For the West Virginia Thunder, an AAU girls basketball program operating out of Huntington, its season was due to start the weekend of March 20 but was put on immediate hold. Already, the Thunder’s first three scheduled events — in Pittsburgh, Columbus and Lancaster, Pennsylvania — have all already been cancelled.
“We had our opening practice weekend for all of our teams March 20-22,” Brian Mallory, co-program director of the Thunder, said. “Basically, the kids would come in on Friday night, practice on Friday, a couple of times on Saturday and a couple of times on Sunday. We had another coming this week and we were scheduled to start playing the following week on April 5.”
Mallory added that the financially, there are no immediate concerns for the West Virginia Thunder.
“As a program, we try to budget to break even but the truth is we operate at a loss every year,” Mallory said. “It comes out of our pockets or we elicit some donations, but we will be fine.”
The financial ramifications though, stretch far beyond individual clubs and are further reaching that initially meets the eye.
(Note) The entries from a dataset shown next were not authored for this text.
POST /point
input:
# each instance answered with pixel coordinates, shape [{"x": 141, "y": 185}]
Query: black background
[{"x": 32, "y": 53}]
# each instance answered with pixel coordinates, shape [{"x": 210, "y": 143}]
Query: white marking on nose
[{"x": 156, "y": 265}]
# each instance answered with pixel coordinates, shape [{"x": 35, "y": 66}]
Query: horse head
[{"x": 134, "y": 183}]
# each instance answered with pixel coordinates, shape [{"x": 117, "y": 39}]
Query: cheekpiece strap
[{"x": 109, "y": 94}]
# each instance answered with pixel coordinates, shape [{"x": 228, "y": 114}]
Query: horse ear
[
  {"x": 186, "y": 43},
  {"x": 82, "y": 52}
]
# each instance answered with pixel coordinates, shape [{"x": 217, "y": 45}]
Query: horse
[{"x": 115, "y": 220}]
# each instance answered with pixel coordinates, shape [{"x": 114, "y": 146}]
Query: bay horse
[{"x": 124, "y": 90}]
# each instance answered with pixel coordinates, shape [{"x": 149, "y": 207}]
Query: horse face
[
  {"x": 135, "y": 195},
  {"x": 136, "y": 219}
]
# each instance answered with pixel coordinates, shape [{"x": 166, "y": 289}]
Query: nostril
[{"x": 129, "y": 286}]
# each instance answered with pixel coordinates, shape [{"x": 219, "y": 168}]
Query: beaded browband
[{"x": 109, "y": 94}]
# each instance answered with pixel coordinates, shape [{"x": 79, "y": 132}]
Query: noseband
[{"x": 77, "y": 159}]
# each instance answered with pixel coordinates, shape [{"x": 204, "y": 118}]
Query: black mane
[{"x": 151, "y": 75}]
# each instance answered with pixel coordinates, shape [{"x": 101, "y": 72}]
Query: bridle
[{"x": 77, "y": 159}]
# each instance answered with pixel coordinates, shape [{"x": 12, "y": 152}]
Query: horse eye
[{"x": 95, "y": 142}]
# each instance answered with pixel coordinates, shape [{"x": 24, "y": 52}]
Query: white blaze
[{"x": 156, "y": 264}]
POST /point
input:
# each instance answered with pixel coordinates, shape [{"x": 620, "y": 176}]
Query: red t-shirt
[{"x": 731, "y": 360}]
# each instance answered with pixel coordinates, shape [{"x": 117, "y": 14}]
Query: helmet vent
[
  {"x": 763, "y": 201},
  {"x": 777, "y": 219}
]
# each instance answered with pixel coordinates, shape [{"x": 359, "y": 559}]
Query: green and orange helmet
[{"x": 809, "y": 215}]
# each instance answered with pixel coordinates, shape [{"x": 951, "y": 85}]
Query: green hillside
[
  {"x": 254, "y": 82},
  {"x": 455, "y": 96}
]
John McGraw, a former Marshall women’s basketball assistant coach and the current owner and founder of Insider Exposure, a company that runs around 25 AAU tournaments nationally a year, said the entire industry is on increasingly shaky ground.
“Personally, I make probably 90 percent of my income or more from March to July,” McGraw said. “This is pretty tough. It’s not like we can reschedule these things for fall and winter.”
McGraw established his company in 2010 and has since grown the business from the ground up. Already, the company has cancelled three events this spring and it’s not just hitting McGraw’s wallet.
From officials, event operators, the facilities themselves and parents of participating athletes, McGraw said the shutdown is crippling all involved and could shake the foundation of the entire industry itself, even when basketball resumes.
“It trickles up and down,” McGraw said. “Facilities struggle to stay afloat as is and keeping the lights on is tough. How do they stay afloat? Will they have to raise ticket prices to make up for that? Then what does that mean to guys like me? I have to raise my prices. It’s a very scary prospect.
“Then you have parents who can no longer afford to let their kids play AAU. Normally, a team that has 10-12 kids may have seven and we’re not bringing in the same kind of money at the door. One of the reasons I’ve grown my business from scratch in 2010 is that I’ve let a lot of my teams play for almost nothing. My main sources of income are parents coming to watch and college coaches coming to watch. That entry fee could now be a big issue. The whole thing is scary, but the longer it goes on, will it ever be able to come back to how financially viable it is now?”